Today, you can become a do-it-yourself DJ simply by downloading a phone app or a computer program. But many moons ago, you had to edit songs together on cassette tapes.

That seems like the Dark Ages, but it worked for Shawn Sabo, who is now a hit DJ in the duo Manufactured Superstars, performing Sunday at XS and Wednesday at Surrender.

Sabo not only made mixtapes, he also made remix tapes by laboriously editing together different cassettes.

Through that method, he became so good at blending music, he talked his way into DJing at a roller rink when he was just 11 years old.

By 15, he convinced a beach club near his home in New York to let him spin music during teen nights.

And when he grew of age, he moved to Denver and worked as a drum 'n' bass DJ.

It was in Denver that he met his DJ-producer partner in Manufactured Superstars, Brad Roulier. That's when Sabo's life story exploded.

He and Roulier formed Manufactured Superstars in 2005. What's more, Roulier had just co-created a music site called Beatport.com, and he brought Sabo onboard.

They and others turned Beatport.com into one of the main sources of electronic dance music in the world. Its Web servers use more bandwidth on the West Coast than anybody except Civil Defense, Sabo says.

"Even the biggest bands now - Swedish House Mafia, Afrojack, all those guys - still make sure their songs are on Beatport first," Sabo says.
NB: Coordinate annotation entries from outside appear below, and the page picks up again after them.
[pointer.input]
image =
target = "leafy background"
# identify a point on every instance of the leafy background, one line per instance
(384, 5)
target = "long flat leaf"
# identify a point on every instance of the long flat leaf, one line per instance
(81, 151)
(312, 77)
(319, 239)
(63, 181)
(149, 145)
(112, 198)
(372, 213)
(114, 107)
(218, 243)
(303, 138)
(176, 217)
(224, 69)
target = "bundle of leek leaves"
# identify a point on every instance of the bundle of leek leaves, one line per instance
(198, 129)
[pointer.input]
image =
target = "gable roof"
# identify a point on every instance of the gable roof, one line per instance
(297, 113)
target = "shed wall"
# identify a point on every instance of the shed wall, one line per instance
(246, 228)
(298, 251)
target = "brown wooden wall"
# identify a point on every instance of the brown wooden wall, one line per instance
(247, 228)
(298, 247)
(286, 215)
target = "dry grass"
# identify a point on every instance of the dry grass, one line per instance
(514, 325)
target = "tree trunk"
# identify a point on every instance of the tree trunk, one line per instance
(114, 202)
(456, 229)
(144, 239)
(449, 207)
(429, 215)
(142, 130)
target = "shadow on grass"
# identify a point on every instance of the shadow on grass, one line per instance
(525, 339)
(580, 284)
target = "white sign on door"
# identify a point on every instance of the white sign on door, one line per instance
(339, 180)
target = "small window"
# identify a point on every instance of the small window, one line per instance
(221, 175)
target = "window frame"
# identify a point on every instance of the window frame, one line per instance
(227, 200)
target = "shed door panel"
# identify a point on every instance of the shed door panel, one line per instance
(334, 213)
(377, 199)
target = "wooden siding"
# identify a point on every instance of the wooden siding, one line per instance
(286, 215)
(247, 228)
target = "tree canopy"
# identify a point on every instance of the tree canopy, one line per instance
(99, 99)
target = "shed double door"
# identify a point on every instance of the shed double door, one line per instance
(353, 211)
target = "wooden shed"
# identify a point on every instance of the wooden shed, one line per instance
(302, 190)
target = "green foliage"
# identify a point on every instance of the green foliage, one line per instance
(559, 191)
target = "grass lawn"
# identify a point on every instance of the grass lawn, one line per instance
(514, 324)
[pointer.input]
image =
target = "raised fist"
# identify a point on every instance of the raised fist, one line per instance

"Then they roll it out to iTunes, and the next thing you know, it's in Absolut commercials."

Sabo helped the site blossom as marketing VP, up until last year. Sabo is still a shareholder, but he felt he had too many gigs with Manufactured Superstars (100 shows a year) to stay on in marketing.

As huge as Beatport is, it hasn't made its co-founders Bill Gates rich.

"I wish, bro," Sabo says. "Beatport was expensive - lots of technology, nearly 100 employees with development teams and customer service in seven languages.

"Every penny we made, we put back in," Sabo says. "We put everything back in the company, from marketing to hiring the best people, and servers."

Plus, if someone buys a song on Beatport for, say, $2.45, then 65 percent of that money goes back to the artists and the labels.

Anyway, money is not his motivation. Sabo got into the business for the music. And he and Roulier perform at top gigs in Vegas, Ibiza, Spain, and across the continents.

The duo has a residency at Wynn's XS and Encore's Surrender nightclubs, alongside a dizzying number of other top DJ-producers, from Tiesto to Afrojack, Calvin Harris, deadmau5, Skrillex and dozens of others.

"They've got every frickin' DJ in the world. It's amazing just to be included in that team of superstars," Sabo says.

They're rolling out a new single every 45 days, for the next few months. The video for their latest single, "Silver Splits the Blue," was filmed mostly at XS, starring Vegas native and UFC model Arianny Celeste.

When they perform, they wear matching NASA spacesuits, they spin a lot of songs, and the crowd goes insane.

For Sabo, this all started with a few cassette tapes - and roller skates.